Schule ist als Lern- und Lebensraum wie auch unsere Unterrichtsfächer besonders für das Verstehen und Reflektieren des eigenen (veränderten) Verhaltens geeignet. Dabei geht es nicht darum, den Medienkonsum generell zu stigmatisieren oder ihn zu reglementieren, sondern ihn zu verstehen und in einen Austausch über ihn zu gehen. Darüber hinaus sollte das allgemeine Problembewusstsein bei den Kindern und Jugendlichen geschärft werden, da nicht nur ihnen die entsprechende Reflexion schwerfällt, sondern sie außerdem häufig in einem sozialen Umfeld aufwachsen, wo die Dauerberieselung gesetzt ist.
Von der Beschreibung zur Reflexion
Bevor die Kinder und Jugendlichen überhaupt in die Lage versetzt werden können zu erkennen, dass ihr Medienkonsum vielleicht problematisch sein könnte, hilft es in erster Instanz, den eigenen Medienkonsum schriftlich festzuhalten.

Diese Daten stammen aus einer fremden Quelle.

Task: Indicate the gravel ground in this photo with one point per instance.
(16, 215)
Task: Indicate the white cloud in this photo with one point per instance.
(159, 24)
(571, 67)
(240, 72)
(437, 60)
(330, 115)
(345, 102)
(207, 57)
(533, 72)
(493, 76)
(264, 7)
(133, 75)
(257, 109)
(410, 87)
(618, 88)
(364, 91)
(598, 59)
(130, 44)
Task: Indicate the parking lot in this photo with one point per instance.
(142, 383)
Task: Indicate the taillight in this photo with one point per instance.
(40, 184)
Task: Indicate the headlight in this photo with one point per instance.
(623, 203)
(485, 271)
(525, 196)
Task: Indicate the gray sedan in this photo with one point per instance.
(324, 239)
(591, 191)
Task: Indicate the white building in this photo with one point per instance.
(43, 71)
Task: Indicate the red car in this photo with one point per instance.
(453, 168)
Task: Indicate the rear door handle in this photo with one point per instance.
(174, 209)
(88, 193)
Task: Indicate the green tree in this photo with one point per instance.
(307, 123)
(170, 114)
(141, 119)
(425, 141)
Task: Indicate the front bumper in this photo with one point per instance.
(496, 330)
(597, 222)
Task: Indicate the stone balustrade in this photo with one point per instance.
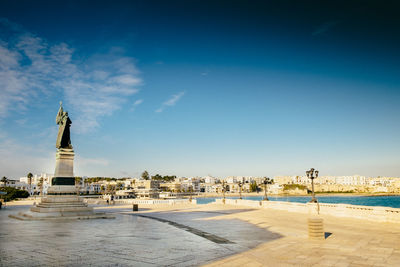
(155, 201)
(378, 214)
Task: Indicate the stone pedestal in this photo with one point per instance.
(62, 201)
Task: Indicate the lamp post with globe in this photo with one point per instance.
(312, 174)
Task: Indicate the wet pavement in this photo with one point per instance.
(144, 238)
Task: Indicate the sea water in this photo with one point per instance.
(384, 201)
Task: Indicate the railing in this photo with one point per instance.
(155, 201)
(380, 214)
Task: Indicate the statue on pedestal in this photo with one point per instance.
(63, 137)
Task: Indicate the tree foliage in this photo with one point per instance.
(4, 180)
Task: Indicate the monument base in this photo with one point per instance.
(61, 207)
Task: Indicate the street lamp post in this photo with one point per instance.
(223, 190)
(240, 190)
(312, 174)
(266, 182)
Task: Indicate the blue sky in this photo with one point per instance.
(192, 88)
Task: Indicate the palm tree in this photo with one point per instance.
(41, 186)
(30, 175)
(4, 180)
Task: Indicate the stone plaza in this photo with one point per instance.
(195, 235)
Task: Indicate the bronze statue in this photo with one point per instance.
(63, 137)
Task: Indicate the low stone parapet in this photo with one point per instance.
(156, 201)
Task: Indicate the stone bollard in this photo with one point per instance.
(316, 228)
(135, 207)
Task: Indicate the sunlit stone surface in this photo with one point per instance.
(129, 240)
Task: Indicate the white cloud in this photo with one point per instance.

Damit eine gute Vergleichbarkeit entsteht, sollte ein Zeitraum von mindestens drei und maximal sieben Tagen gewählt werden. Zur Unterstützung kann in den Einstellungen vieler Smartphones die Funktion „Bildschirmzeit“ (iOS) oder „Digitales Wohlbefinden“ (Android) aktiviert werden, was zumindest die Smartphonenutzung automatisiert akribisch erfasst. Zur Unterstützung kann das Arbeitsblatt „Medientagebuch“ (siehe unten) dienen, was die Lernenden beim Festhalten ihres gesamten Medienkonsums über den Erfassungszeitraum unterstützt.
Was ist jetzt so schlimm?
Im Allgemeinen wissen viele Kinder und Jugendliche, dass sie „zu viel am Handy sind“, da sie das häufig aus ihrem sozialen Umfeld gespiegelt bekommen. Es ist aber auch deutlich anzumerken, dass ein bestimmtes Nutzungsverhalten Anzeichen einer beginnenden Sucht sein kann, welche sich durch den Alltag betroffener Jugendlicher zieht. Dabei sind die Anzeichen – wie allgemeines Desinteresse, Abgeschlagenheit, zunehmende Isolation – vergleichbar zu denen von „altbekannten“ und besser erforschten Süchten. Das Medientagebuch bietet eine erste Grundlage für weiterführende Gespräche, zur Vertiefung und zum anregenden Nachdenken. Gegebenenfalls werden auch Muster beim Medienkonsum deutlich, die eine gute Basis für die Gefühlsarbeit darstellen. So können beispielsweise eine Vielzahl Kinder und Jugendlicher nicht mehr ohne das Laufen eines Videos im Hintergrund vernünftig einschlafen oder fühlen sich durch das permanente Eintrudeln vielzähliger Push-Benachrichtigungen unglaublich gestresst. Die Gründe zur Nutzung sind vielfältig. Medien wirken ablenkend und betäubend und sie können beim Umgang mit einem geringen Selbstwertgefühl behilflich sein und Erfahrung der Selbstwirksamkeit ermöglichen. Es kann lohnend sein, gemeinsam mit den Lernenden die Benachrichtigungseinstellungen ihrer Smartphones zu analysieren und ihnen dabei zu helfen, die Einstellungen ihren Bedürfnissen entsprechend anzupassen.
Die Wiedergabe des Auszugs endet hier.